Ceph is an open source distributed storage solution. The core component is RADOS (Reliable Autonomic Distributed Object Store), an object store that can be distributed redundantly over any number of servers. Ceph offers the user three types of storage: An object store compatible with the Swift and S3 API (RADOS Gateway), virtual block devices (RADOS Block Devices) and CephFS, a distributed file system.

Nova

Nova is virtually a synonym for Compute. It is the part of the stack that can manage groups of virtual machines.

The virtualized systems can be distributed over any number of so-called compute nodes. Hypervisors supported include KVM, Xen Hyper-V and ESXI. In the community, KVM is considered to be set and best supported (we use KVM), which is controlled via libvirt. ESXI and Hyper-V can be used, sometimes with limited functionality.

Neutron

The OpenStack Networking module Neutron provides the networking service for OpenStack. Neutron can be used to manage networks, subnets, and IP addresses/floating IPs. A floating IP in OpenStack refers to an official IP that serves as an interface from the internal to the public network. In addition to a load balancer, HA proxy and health monitor, Neutron also supports techniques such as VLAN and VPN. To secure the networks, Neutron uses a firewall that allows versatile port rules, e.g. on a security group basis. For trademark reasons, the OpenStack networking module had to be renamed "Neutron". The previous name was "Quantum."

For the management of the data link layer, Neutron offers the possibility to use various already existing networking software such as Open vSwitch or the bridge functionality of the Linux kernel by means of plugins.

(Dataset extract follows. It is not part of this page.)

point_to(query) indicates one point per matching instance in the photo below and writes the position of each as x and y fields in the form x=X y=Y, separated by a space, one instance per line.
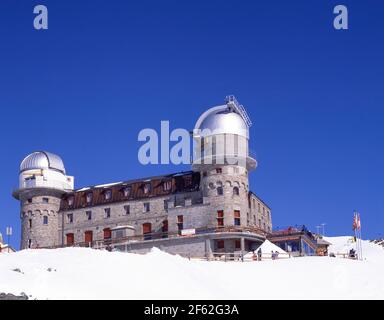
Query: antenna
x=239 y=108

In the OpenStack releases since Ussuri, the "OpenVirtualNetwork"(OVN) has established itself, it replaces many of the Neutron components, e.g. L3 and DHCP agent, so that Neutron only has to talk directly to OVN.

Cinder

OpenStack Block Storage or Cinder provides virtual block storage in the form of virtualized storage media (hard disks, CDs, etc.). The block storage can be attached to virtual machines. An API interface allows Cinder to connect to Swift so that block storage media can communicate with object storage. Meanwhile, many other storage backends are also fully or partially supported. There is also the option of defining multiple backends and creating a volume type for each backend, so that when a new volume is created, it can be selected on which storage backend the volume is created.

Swift

Swift is the so-called object storage that can be used by Nova. This is responsible for redundant data storage. Swift can also be used as a backend for Cinder or Glance. Objects are stored in so-called containers, which are primarily used to group objects and store metadata and in turn belong to individual accounts. Objects and containers are accessed via a REST API.

Ceph OSD

A Ceph OSD (Object Storage Daemon) logically represents a storage device in a Ceph cluster, which can logically be a hard disk, which is the ideal case. In other cases it can also be a raid, which however leads to considerable performance limitations due to caching or other raid optimization.